The mean of variable\({y_i}\)is,

\(\begin{array}{c}\bar y &=& \frac{{\sum {{y_i}} }}{n}\\ &=& \frac{{\sum {\left( {{x_i} + c} \right)} }}{n}\\ &=& \frac{{\sum {{x_i}} }}{n} + \frac{{\sum c }}{n}\\ &=& \frac{{\sum {{x_i}} }}{n} + \frac{{n \times c}}{n}\\\bar y &=& \bar x + c\end{array}\)

Thus, the relation between sample mean of \({x_i}'s\) and \({y_i}'s\) is \(\bar y = \bar x + c\).

Let the median of the variable\({x_i}\)is\(\tilde x\).

\(\tilde x\)is the middle value of the ordered sequence of\({x_i}\).

The median of the variable\({y_i}\)is\(\tilde y\).

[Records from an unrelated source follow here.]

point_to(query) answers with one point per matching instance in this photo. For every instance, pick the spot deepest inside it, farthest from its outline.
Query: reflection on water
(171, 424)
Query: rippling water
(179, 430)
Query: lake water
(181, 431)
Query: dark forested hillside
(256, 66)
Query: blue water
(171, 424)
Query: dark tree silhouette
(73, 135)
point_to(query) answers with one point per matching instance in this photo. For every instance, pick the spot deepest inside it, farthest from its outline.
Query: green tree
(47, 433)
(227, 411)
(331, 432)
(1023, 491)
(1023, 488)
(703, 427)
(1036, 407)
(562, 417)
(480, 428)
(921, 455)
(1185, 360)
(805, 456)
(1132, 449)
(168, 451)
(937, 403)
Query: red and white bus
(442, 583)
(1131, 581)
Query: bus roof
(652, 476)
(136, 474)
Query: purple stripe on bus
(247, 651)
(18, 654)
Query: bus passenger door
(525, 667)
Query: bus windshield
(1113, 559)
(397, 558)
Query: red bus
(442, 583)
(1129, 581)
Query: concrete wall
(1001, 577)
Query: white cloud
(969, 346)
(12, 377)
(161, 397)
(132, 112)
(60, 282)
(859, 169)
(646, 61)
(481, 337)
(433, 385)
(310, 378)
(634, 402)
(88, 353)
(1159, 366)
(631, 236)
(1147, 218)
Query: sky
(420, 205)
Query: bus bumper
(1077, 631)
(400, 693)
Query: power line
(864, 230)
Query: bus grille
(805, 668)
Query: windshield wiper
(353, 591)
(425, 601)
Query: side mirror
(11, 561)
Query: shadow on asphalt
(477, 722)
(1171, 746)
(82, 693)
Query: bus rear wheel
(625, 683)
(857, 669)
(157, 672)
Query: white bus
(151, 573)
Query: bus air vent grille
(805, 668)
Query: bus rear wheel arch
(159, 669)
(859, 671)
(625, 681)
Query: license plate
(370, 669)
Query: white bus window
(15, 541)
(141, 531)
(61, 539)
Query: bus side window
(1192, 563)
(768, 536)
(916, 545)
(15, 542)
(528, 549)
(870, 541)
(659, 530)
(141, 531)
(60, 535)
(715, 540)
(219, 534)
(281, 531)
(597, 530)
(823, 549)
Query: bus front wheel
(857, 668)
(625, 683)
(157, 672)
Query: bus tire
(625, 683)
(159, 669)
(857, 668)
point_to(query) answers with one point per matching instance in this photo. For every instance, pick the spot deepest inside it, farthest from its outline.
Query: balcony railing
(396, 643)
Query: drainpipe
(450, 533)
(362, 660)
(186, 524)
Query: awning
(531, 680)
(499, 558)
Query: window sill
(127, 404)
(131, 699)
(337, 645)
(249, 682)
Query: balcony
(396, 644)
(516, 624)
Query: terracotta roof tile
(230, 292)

\(\tilde y\)is the middle value of the ordered sequence of\({y_i}\).

Mathematically,

\(\begin{array}{c}\tilde y &=& median\,of\;\left( {{y_i}} \right)\\ &=& median\,of\;\left( {{x_i} + c} \right)\\ &=& median\,of\;\left( {{x_i}} \right) + median\,of\;\left( c \right)\\ &=& \tilde x + c\end{array}\)

Thus, the relation between sample median of \({x_i}\) and \({y_i}\) is \(\tilde y = \tilde x + c\).

b.

The variable\({y_i} = {x_i} + c\)where, c is the constant.

The mean of variable\({y_i}\)is,

\(\begin{array}{c}\bar y &=& \frac{{\sum {{y_i}} }}{n}\\ &=& \frac{{{y_1} + {y_2} + ... + {y_n}}}{n}\\ &=& \frac{{\left( {c{x_1}} \right) + \left( {c{x_2}} \right) + \left( {c{x_3}} \right) + ... + \left( {c{x_n}} \right)}}{n}\\ &=& \frac{{c\left( {{x_1} + {x_2} + ... + {x_n}} \right)}}{n}\\\bar y &=& c\bar x\end{array}\)

Thus, the relation between sample mean of \({x_i}'s\) and \({y_i}'s\) is \(\bar y = c\bar x\).

Let the median of the variable\({x_i}\)is\(\tilde x\).

\(\tilde x\)is the middle value of the ordered sequence of\({x_i}\).

The median of the variable\({y_i}\)is\(\tilde y\).

\(\tilde y\)is the middle value of the ordered sequence of\({y_i}\).

Mathematically,

\(\begin{array}{c}\tilde y &=& median\,of\;\left( {{y_i}} \right)\\ &=& median\,of\;\left( {c{x_i}} \right)\\ &=& c \times median\,of\;\left( {{x_i}} \right)\\ &=& c\tilde x\end{array}\)

Thus, the relation between sample median of \({x_i}\) and \({y_i}\) is \(\tilde y = c\tilde x\).